23 Ocak 2008 Çarşamba

duymadığını biliyorum..

Oysaki görmezden geldiğim bir deniz mesafesi vardı arkamda, kulaklarımı tıkadığım yosunlar ve kum taneleri.. Rüzgar sessiz geçerdi omuzlarımdan ve değmezdi kızıl saçlarıma.. Rüzgar.. Rüzgar değse etime yanardı / yakardım ışıkları çakıl taşlarının altlarına ve sonra yine o şarkıyı söylerdim.. Birileri duyardı elbet..

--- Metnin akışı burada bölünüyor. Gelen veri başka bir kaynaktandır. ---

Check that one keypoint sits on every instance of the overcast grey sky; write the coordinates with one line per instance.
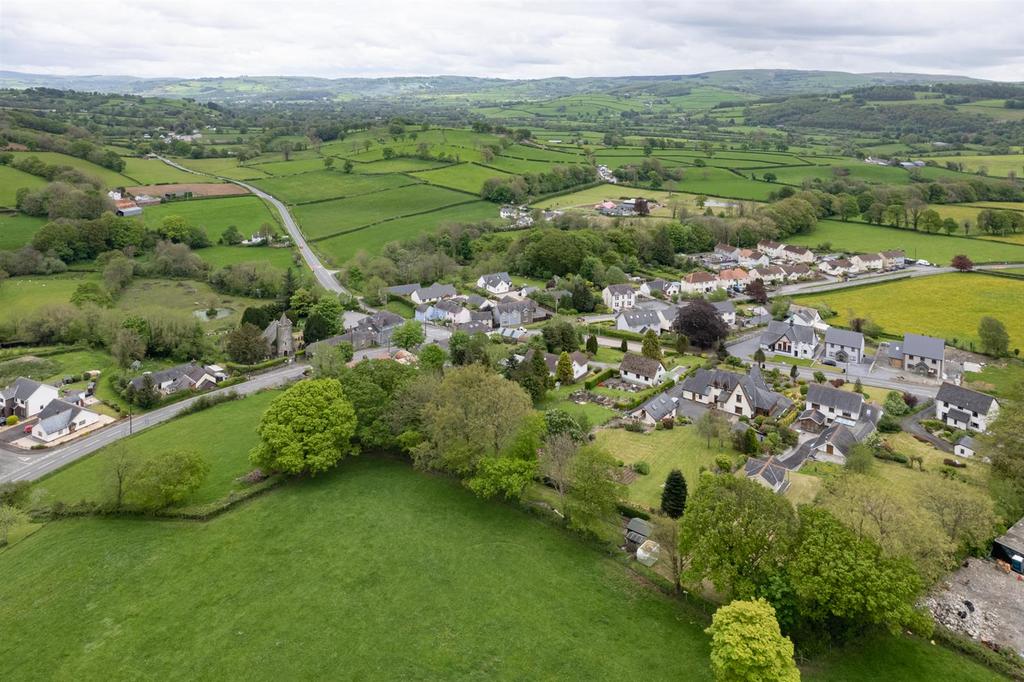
(524, 39)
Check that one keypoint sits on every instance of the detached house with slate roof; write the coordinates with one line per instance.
(964, 409)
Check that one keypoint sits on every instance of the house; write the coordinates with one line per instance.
(698, 283)
(772, 249)
(868, 261)
(892, 259)
(837, 267)
(744, 395)
(768, 274)
(965, 409)
(180, 378)
(641, 370)
(509, 312)
(637, 533)
(434, 292)
(658, 408)
(26, 397)
(278, 335)
(496, 283)
(919, 353)
(638, 321)
(797, 254)
(836, 405)
(844, 345)
(966, 446)
(749, 258)
(790, 339)
(619, 297)
(59, 418)
(736, 276)
(768, 472)
(662, 287)
(727, 311)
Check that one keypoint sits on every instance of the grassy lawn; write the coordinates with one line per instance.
(228, 433)
(945, 305)
(287, 577)
(860, 238)
(680, 448)
(16, 229)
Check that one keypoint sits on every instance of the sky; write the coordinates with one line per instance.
(512, 39)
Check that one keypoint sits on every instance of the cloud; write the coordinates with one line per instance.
(526, 39)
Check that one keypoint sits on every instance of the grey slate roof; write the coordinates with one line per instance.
(844, 337)
(834, 397)
(965, 398)
(925, 346)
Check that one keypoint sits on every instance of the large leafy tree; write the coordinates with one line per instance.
(307, 429)
(747, 644)
(736, 533)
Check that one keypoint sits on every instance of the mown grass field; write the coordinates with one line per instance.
(215, 215)
(339, 249)
(11, 180)
(945, 305)
(322, 184)
(16, 229)
(860, 238)
(228, 433)
(110, 178)
(328, 218)
(416, 577)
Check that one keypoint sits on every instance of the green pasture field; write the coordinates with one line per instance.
(995, 165)
(861, 238)
(228, 433)
(373, 547)
(11, 180)
(324, 184)
(16, 229)
(342, 247)
(948, 306)
(215, 215)
(155, 171)
(328, 218)
(109, 177)
(467, 177)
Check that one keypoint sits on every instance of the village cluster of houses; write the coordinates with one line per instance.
(55, 416)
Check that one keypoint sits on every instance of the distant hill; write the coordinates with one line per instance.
(764, 82)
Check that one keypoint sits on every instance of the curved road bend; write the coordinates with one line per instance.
(29, 465)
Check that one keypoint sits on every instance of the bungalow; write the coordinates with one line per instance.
(434, 292)
(641, 370)
(790, 339)
(843, 345)
(698, 283)
(59, 419)
(773, 249)
(26, 397)
(835, 405)
(659, 287)
(767, 472)
(496, 283)
(768, 274)
(509, 312)
(965, 409)
(868, 261)
(727, 311)
(797, 254)
(749, 258)
(919, 353)
(180, 378)
(638, 321)
(619, 297)
(744, 395)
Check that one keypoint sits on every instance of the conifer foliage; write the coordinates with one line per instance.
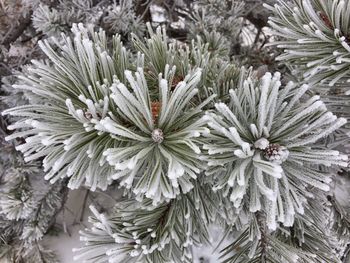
(192, 131)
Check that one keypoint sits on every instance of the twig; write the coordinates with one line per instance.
(84, 205)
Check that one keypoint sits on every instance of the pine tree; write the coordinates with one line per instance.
(179, 112)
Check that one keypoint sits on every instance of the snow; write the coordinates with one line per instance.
(64, 242)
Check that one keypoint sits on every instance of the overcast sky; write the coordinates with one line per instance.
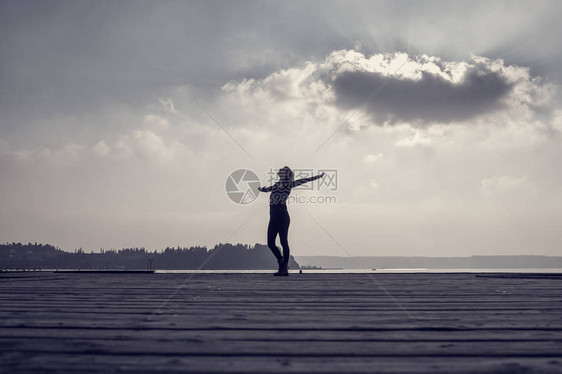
(444, 122)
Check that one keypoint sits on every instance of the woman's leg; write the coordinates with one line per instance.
(283, 237)
(272, 230)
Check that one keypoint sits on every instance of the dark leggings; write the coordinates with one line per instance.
(279, 221)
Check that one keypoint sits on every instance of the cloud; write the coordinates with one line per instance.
(431, 98)
(396, 88)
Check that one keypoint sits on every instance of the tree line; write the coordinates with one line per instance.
(222, 256)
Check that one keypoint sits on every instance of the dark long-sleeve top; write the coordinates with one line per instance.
(281, 190)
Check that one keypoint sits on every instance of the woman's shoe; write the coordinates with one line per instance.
(283, 271)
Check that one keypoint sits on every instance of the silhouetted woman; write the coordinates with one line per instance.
(279, 219)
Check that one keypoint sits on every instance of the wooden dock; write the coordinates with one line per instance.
(307, 323)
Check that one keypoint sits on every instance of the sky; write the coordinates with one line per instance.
(439, 123)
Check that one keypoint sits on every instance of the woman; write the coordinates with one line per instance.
(279, 219)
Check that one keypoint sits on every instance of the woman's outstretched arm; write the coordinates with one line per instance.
(298, 182)
(265, 189)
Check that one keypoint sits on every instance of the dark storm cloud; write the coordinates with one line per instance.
(429, 99)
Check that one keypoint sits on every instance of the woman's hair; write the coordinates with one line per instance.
(286, 174)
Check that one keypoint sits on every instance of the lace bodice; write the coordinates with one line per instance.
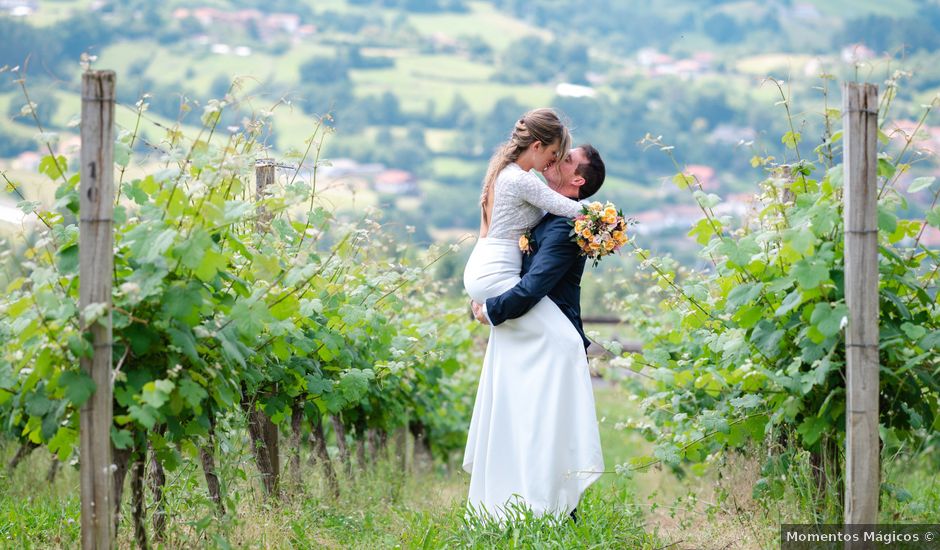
(520, 199)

Dizlerimde taşıdım ateş böceklerini ve öptüm her birini o gece kenti terk ederken.. Her gece denk düştü ve birazda bende buldu kendini.. Her kılığa girdim, her dili söktüm yerinden ve çözdüğüm daha birçok ten vardı benim.. Anladım bir çok şeyi sonra kendime anlattım sana anlatır gibi.. Senin gibi.. Sana mı yazdım? Hayır.. Bak bunlar havaya, şunlar fısıldayan sözlerine / henüz gözlerin kapalı, açarsan belki.. Onlarda dilindeki peltek erkekliğine..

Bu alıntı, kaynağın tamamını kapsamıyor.